Antibacterial drugs

Mechanism of thiomide drug action against tuberculosis and leprosy. Wang, F. et al. J. Exp. Med. 204, 73–78 (2007)

Despite the widespread use of thiomide drugs to treat multidrug-resistant tuberculosis and leprosy, their precise mechanism of action is unknown. Now, Wang and colleagues have shown that thiomides covalently bind with nicotinamide adenine dinucleotide, and that these adducts are tight binding inhibitors of Mycobacterium tuberculosis and Mycobacterium leprae InhA, a reductase involved in mycolic acid biosynthesis. The knowledge of the precise structures and mechanisms of action of these drugs could provide insight into the design of new drugs that can overcome resistance.

Anticancer drugs

A mitochondria–K+ channel axis is suppressed in cancer and its normalization promotes apoptosis and inhibits cancer growth. Bonnet, S. et al. Cancer Cell 11, 37–51 (2007)
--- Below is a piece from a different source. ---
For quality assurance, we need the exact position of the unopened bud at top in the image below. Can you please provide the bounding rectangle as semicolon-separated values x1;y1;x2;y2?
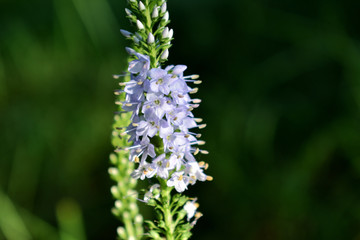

The unique metabolic profile of cancer could confer resistance to apoptosis and therefore lead to cancer progression. Bonnet and colleagues have shown that metabolic-electrical remodelling, characterized by hyperpolarized mitochondria and downregulated voltage-gated potassium channels, regulates apoptotic resistance. Dichloroacetate, a metabolic modulator used for many years to treat lactic acidosis, reverses this remodelling, induces apoptosis and decreases cancer growth in vivo. Therefore, metabolic modulators, particularly dichloroacetate, could be beneficial in treating cancer.

Stem cells

Therapeutic targeting of a stem cell niche. Adams, G. B. et al. Nature Biotech. 21 Jan 2007 (doi:10.1038/nbt1281)

Targeting the specialized niche where stem cells reside — rather than the stem cell itself — might improve stem-cell-based therapies. Adams and colleagues have shown that the activation of the parathyroid hormone receptor on the osteoblastic niche in mice increases the number of adult haematopoietic stem cells mobilized into the peripheral blood for stem-cell harvests, protects stem cells from repeated exposure to cytotoxic chemotherapy and expands stem cells in transplant recipients. Therefore, the niche could be an attractive target for drug-based stem-cell therapeutics.

Anticancer drugs

Small-molecule inhibition of the interaction between the translation initiation factors eIF4E and eIF4G. Moerke, N. J. et al. Cell 128, 257–267 (2007)

The tumour suppressor activity of cellular 4E-binding proteins (4E-BP) occurs as a result of their ability to inhibit the assembly of the translation-initiation-factor complex eIF4E–eIF4G. Moerke and colleagues identified a small-molecule inhibitor of this interaction, which mimics the effects of 4E-BP. The compound inhibited cellular expression of oncogenic proteins encoded by weak mRNAs and exhibited activity against multiple cancer cell lines. The identification of this compound provides a tool for studying translational control and identifies a possible new strategy for cancer therapy.